Department of Anesthesia and Alan Edwards Centre for Research on Pain, McGill University, Montréal, QC, H3A 0G1, Canada.
School of Behavioral and Brain Sciences, University of Texas at Dallas, Richardson, TX 75080, USA.
Trends Neurosci. 2018 Feb;41(2):100-114. doi: 10.1016/j.tins.2017.11.006.

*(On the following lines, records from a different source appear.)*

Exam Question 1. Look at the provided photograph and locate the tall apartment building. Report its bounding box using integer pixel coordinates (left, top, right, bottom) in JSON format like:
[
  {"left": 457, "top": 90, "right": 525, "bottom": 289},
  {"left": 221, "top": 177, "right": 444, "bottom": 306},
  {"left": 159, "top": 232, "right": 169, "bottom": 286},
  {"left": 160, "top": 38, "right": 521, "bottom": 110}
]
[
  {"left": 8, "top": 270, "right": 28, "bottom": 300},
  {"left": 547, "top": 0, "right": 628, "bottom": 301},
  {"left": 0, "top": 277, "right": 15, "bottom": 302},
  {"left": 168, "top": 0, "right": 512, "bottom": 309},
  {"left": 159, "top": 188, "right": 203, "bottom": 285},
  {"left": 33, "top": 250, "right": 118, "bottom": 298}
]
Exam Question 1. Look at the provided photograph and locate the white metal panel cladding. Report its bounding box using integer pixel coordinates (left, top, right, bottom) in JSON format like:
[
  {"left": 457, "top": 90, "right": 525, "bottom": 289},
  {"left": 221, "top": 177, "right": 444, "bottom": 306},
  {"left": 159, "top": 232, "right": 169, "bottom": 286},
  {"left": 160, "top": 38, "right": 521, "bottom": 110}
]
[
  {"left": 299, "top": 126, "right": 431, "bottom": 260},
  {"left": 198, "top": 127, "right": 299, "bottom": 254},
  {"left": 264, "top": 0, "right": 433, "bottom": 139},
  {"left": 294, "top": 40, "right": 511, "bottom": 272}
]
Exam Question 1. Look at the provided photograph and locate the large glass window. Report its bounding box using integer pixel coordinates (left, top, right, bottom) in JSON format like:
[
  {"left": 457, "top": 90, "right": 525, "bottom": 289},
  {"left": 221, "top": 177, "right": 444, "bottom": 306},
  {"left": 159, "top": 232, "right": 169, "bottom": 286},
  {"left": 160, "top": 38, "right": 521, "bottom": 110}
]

Persistent pain, which is poorly treated and estimated to afflict one third of the world's population, is largely mediated by the sensitization of nociceptive neurons. This sensitization involves de novo gene expression to support biochemical and structural changes required to maintain amplified pain signaling that frequently persists even after injury to tissue resolves. While transcription-dependent changes in gene expression are important, recent work demonstrates that activity-dependent regulation of mRNA translation is key to controlling the cellular proteome and the development and maintenance of persistent pain. In this review, we highlight recent advances in translational regulation of gene expression in nociceptive circuits, with a focus on key signaling pathways and mRNA targets that may be tractable for the creation of next-generation pain therapeutics.
持续性疼痛是一种治疗效果不佳的疾病,据估计全球有三分之一的人口受其影响,它主要是由伤害性神经元的敏化所介导的。这种敏化涉及新基因的表达,以支持维持放大的疼痛信号所需的生化和结构变化,而这种放大的疼痛信号即使在组织损伤消退后也经常持续存在。虽然转录依赖性的基因表达变化很重要,但最近的研究表明,mRNA 翻译的活性依赖性调节是控制细胞蛋白质组以及持续性疼痛的发生和维持的关键。在这篇综述中,我们重点介绍了伤害性回路中转录后基因表达调控的最新进展,特别是可能适用于新一代疼痛治疗药物开发的关键信号通路和 mRNA 靶点。